# frame_analysis
This notebook contains exploration of various computer vision analyses, in individual frames. These are to help with overall *Moviegoer* goals, such as for dialogue attribution, or character identification.

In [1]:
import os
import numpy as np
from sklearn.cluster import KMeans, AgglomerativeClustering
import face_recognition
from scene_cluster_io import *
from keras import models
import math
import tensorflow as tf

Using TensorFlow backend.


# Mouth Open or Closed
A major goal of the project is dialogue attribution, or determining which character is speaking. This is very easy for humans, of course, but difficult for machines to understand.

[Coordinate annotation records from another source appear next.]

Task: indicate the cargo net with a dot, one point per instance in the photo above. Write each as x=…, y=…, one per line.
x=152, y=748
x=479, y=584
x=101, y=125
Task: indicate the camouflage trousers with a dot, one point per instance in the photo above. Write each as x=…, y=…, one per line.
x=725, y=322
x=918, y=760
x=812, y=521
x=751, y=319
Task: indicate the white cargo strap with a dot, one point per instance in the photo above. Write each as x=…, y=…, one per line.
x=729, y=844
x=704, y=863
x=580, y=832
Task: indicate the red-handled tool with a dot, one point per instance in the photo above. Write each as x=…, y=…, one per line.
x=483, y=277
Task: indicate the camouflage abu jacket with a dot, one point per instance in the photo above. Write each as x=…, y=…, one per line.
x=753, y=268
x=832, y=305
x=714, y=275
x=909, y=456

Usually, the film shows whoever is currently speaking, but sometimes it's more important to show a character listening, and reacting to dialogue. If we can determine if the character onscreen has his or her mouth open, we can reasonably assume that they're the one speaking.

In [2]:
film = 'hobbs_shaw'
frame = 766
dialogue_folder = os.path.join('dialogue_frames', film)
img_path = dialogue_folder + '/' + film + '_frame' + str(frame) + '.jpg'

We'll use the face_recognition library to find a face in an individual movie frame. Then we'll take a closer look at the position of the face landmarks.

In [3]:
image = face_recognition.load_image_file(img_path)
face_locations = face_recognition.face_locations(image)

print('Found ' + str(len(face_locations)) + ' face(s) in frame ' + str(frame))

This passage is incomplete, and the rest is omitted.